Whatever the outcome on the fiscal policy side of the equation, on the monetary policy side, I think the Federal Reserve is likely to continue its “QE” monetary expansion, with the objective of preventing a severe slowdown in the American economy and, most significantly, of reducing unemployment. This stance is important for the entire world—particularly for stock markets—since increased liquidity can generally lead to higher stock prices. While it’s also likely to lead to higher inflation, good companies should be able to adjust their prices accordingly. The U.S. money expansion is forcing other countries to take similar monetary policy actions in order to prevent the U.S. dollar from becoming too weak against their own currencies, thus ruining their exports' businesses. We thus see rapid expansion of money supply not only in the U.S. but in Europe, Japan, China and other countries to be likely. We’ll be watching the implications of this in the coming year.
On the foreign policy side, President Obama’s policies have been oriented toward an idea of “leading from behind” with more cooperation with allies and an open attitude toward dialogue with perceived “foes.”
The president has said that power alone cannot protect the U.S., and that it’s necessary to rely on alliances. In his words, “…power grows from its prudent use” and it is necessary to use “humility” and “restraint.” He seems to be looking to see changes in America’s global economic role in an era where partnerships are more important and negotiation is more effective than threats and exerting military power.
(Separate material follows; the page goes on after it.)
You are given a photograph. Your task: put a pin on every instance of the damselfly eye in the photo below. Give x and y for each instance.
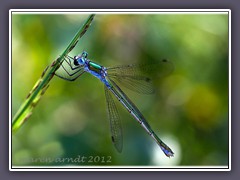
(84, 54)
(75, 62)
Overall, I think this attitude and policy stance will probably be positive for investments in Asia, since confrontation with China seems less likely and the offshore island disputes between Japan and China are likely to be handled gingerly by the president, despite the Japan-U.S. military alliance.
We still have a lot of unanswered questions, and I’m a realist about the risks, particularly in regard to the United States’ ability to solve its debt issues in short order. However, I’m still optimistic about the prospects for equity investments in emerging markets and in Asia in the coming year, whether the U.S. falls off the fiscal cliff or not.